Insulin resistance is more prevalent in patients with systemic lupus erythematosus than controls, increasing the risk of prediabetes, type 2 diabetes mellitus, and morbidity.
Understanding the mechanisms linking insulin resistance, type 2 diabetes, and systemic lupus erythematosus may allow for better treatment strategies to mitigate cardiovascular and metabolic risks.
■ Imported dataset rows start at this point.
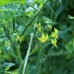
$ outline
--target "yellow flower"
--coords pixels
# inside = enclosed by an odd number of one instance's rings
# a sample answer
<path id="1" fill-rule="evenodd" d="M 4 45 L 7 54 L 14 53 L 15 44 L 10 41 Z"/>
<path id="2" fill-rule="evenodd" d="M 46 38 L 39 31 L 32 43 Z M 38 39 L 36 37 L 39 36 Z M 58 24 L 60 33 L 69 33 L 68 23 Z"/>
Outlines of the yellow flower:
<path id="1" fill-rule="evenodd" d="M 0 54 L 2 53 L 2 50 L 0 50 Z"/>
<path id="2" fill-rule="evenodd" d="M 48 25 L 47 27 L 48 27 L 48 29 L 51 31 L 51 29 L 52 29 L 52 26 L 51 26 L 51 25 Z"/>
<path id="3" fill-rule="evenodd" d="M 41 23 L 38 23 L 38 24 L 36 23 L 36 24 L 35 24 L 35 27 L 37 28 L 37 31 L 38 31 L 38 32 L 41 32 L 41 30 L 42 30 Z"/>
<path id="4" fill-rule="evenodd" d="M 52 33 L 51 37 L 58 39 L 58 30 L 54 28 L 54 32 Z"/>
<path id="5" fill-rule="evenodd" d="M 57 40 L 56 39 L 51 39 L 51 43 L 56 47 L 56 43 L 57 43 Z"/>
<path id="6" fill-rule="evenodd" d="M 48 34 L 46 36 L 44 36 L 44 33 L 42 33 L 42 37 L 38 38 L 42 43 L 44 43 L 45 41 L 48 40 Z"/>
<path id="7" fill-rule="evenodd" d="M 6 47 L 9 46 L 10 44 L 11 44 L 11 43 L 10 43 L 9 40 L 5 41 L 5 46 L 6 46 Z"/>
Systemic lupus erythematosus (SLE) is an autoimmune disease characterized by damage to multiple systems and a higher risk of cardiovascular disease. In addition, several studies have found that insulin resistance (IR) is more prevalent in SLE patients than controls, increasing the risk of prediabetes, type 2 diabetes mellitus (T2DM) and morbidity. The objective of this review article was to summarize the most relevant evidence about the relationship among IR, T2DM and SLE, including the effects of proinflammatory states, acute-phase proteins, pro-inflammatory cytokines, and pharmacological SLE treatment. A better understanding of the mechanisms involved in these comorbidities will allow better treatment strategies.
García‐Carrasco et al. (Mon,) conducted a review in Systemic lupus erythematosus. Insulin resistance vs. Controls without insulin resistance was evaluated. Insulin resistance is more prevalent in patients with systemic lupus erythematosus than controls, increasing the risk of prediabetes, type 2 diabetes mellitus, and morbidity.